I've been dying to try it out, but weather and time hasn't been on my side, the sun also sets very early this time of year, so if you're not out at noon, you may as well just forget about it.
Here are some photos, taken with Rollei retro 80s, a vintage looking b&w film with some unique properties: It's sensitivity extends into the near infrared spectrum (up to 750nm), meaning you can use if for infrared photography when you use opaque filters like Hoya R72 and others.
Some even report IR-effects with yellow and red filters, but "pure" woods effect is usually only possible with opaque filters.

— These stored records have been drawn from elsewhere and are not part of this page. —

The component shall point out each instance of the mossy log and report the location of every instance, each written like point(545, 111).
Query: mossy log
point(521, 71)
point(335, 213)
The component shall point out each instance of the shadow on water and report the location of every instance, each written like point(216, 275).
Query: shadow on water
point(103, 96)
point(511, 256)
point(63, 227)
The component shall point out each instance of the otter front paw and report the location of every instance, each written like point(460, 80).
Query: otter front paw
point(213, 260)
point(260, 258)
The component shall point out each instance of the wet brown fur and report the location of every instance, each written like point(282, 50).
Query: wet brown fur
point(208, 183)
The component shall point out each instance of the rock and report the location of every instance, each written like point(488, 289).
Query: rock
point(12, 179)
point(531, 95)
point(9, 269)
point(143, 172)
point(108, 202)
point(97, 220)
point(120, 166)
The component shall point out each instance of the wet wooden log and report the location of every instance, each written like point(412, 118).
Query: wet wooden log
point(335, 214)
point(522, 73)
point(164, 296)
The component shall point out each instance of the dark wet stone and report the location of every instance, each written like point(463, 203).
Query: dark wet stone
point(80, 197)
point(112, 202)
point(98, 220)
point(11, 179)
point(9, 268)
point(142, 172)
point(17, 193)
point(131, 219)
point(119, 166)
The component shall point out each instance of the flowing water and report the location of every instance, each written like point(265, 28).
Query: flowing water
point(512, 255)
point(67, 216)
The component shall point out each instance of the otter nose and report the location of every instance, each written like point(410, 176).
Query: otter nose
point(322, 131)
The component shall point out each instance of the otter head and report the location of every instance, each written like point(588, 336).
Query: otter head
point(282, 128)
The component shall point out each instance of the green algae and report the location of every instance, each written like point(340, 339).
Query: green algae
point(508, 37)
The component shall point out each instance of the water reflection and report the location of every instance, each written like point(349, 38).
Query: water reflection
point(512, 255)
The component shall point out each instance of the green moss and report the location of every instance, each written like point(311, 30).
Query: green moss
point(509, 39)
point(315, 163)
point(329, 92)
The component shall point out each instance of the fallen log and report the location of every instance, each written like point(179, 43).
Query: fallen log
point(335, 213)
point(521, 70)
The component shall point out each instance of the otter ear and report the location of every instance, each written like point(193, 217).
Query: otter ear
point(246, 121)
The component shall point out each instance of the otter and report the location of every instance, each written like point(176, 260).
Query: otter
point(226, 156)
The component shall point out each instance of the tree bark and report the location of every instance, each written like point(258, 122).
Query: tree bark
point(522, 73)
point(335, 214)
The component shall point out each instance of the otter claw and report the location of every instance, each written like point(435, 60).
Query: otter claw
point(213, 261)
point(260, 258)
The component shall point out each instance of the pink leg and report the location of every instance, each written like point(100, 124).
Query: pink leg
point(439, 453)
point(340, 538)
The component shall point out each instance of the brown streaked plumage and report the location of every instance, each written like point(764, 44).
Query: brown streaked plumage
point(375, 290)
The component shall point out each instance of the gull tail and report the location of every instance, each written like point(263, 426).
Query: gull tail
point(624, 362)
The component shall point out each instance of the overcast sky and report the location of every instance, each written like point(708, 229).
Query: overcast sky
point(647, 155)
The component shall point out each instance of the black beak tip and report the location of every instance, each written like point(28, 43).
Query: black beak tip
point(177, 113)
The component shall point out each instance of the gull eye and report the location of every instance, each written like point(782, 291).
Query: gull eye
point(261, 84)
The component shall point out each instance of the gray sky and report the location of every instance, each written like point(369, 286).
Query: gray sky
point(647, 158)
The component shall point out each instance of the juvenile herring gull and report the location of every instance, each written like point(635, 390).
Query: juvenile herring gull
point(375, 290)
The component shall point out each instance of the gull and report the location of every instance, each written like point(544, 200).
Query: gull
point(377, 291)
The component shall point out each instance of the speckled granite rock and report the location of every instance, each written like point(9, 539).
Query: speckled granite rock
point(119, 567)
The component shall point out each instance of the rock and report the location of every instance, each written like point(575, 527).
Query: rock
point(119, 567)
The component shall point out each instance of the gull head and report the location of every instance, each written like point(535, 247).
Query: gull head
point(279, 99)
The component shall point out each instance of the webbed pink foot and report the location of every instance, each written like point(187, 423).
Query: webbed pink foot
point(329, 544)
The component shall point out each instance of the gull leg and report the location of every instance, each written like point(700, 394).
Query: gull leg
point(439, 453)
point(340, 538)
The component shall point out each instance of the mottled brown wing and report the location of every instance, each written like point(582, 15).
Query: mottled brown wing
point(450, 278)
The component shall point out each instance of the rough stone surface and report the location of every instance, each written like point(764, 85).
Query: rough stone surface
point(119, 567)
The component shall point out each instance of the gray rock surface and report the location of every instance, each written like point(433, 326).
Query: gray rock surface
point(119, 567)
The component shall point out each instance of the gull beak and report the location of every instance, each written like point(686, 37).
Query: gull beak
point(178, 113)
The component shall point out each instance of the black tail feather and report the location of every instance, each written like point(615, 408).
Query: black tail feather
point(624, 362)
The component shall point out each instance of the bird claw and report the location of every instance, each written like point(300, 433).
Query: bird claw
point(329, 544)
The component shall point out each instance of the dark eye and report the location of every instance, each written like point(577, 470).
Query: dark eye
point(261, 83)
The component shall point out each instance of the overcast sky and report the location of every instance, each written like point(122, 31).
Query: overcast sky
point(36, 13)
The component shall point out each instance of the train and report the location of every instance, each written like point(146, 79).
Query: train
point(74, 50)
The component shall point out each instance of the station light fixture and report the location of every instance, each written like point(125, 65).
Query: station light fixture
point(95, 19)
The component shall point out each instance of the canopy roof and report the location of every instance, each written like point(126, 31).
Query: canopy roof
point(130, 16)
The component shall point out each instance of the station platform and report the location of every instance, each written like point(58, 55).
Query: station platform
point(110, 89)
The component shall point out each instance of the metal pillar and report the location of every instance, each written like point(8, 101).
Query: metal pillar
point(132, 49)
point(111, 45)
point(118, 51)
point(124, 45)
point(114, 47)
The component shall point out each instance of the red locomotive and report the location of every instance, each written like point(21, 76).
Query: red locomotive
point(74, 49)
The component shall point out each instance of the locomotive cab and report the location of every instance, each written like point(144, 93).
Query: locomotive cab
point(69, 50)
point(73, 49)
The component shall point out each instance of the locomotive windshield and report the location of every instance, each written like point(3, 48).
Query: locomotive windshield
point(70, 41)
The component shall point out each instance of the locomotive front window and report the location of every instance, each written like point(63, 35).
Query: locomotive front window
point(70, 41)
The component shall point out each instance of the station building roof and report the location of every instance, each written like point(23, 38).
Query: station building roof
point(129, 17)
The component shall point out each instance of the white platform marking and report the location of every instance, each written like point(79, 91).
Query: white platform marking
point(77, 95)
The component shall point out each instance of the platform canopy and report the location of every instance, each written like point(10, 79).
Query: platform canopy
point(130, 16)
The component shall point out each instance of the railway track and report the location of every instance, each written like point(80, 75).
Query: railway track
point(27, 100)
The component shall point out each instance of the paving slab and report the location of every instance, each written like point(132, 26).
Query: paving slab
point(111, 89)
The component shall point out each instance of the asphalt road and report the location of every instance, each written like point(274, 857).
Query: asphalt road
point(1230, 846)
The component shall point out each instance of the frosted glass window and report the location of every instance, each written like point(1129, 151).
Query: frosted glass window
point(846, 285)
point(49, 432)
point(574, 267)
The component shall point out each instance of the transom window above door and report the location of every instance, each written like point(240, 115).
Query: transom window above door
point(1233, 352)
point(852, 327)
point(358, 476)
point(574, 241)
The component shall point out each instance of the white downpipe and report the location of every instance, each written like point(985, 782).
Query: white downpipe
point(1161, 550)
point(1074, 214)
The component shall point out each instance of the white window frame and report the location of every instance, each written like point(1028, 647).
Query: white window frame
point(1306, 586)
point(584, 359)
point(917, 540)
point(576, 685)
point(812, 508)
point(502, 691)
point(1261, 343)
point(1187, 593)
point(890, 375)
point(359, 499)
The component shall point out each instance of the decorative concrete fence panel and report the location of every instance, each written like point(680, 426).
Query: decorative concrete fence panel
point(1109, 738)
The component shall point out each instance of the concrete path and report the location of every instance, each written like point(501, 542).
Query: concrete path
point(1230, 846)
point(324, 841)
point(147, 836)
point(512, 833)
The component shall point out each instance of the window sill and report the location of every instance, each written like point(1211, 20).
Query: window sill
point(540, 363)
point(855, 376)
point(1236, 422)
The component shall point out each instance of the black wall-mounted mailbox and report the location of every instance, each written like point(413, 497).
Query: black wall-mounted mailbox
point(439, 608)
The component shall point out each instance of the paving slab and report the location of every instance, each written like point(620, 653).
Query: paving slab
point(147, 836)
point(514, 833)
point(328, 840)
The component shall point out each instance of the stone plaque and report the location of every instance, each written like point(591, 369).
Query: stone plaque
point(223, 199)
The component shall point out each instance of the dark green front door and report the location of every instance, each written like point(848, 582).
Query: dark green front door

Very little grain, good resolution and excellent tonality in this film, cannot wait to try it out for people as well.
Anyway, weather is weather, cannot do much about the fog, so one may as well work with it, instead of trying to wait it out. =)
- So I decided to take a trip to Lillestrøm (more specific to Nitelva) to make some moody fog-shots. :)
All photos are taken with the Mamiya RZ67 pro II, then developed in Tetenal Ultrafin 1+20 for 11 minutes @ 20 degrees, 5 minute pre-soak.
I think the photos came out alright, very tranquil mood. The Sunday walk was a relaxing bonus anyway, nothing like getting out in fresh air, instead of being a lazy, weekend, couch-potato. ^^
|River shoreline 20 second infrared shot (Hoya R72)|
The wet-prints have another character, but I cannot post any scans from those yet, as they are still drying.
The toning in the above photos, simulate gold-toning (which I have done with my actual prints), contrary to what one may believe, gold toning gives b&w prints a cold blue hue and is used for archival, as well as artistic purposes. See: Wikipedia on print toning
Funny that the last shot showed any IR-effect at all, because it was pretty late in the afternoon, it's late autumn/beginning of winter and the fog was thick as heck.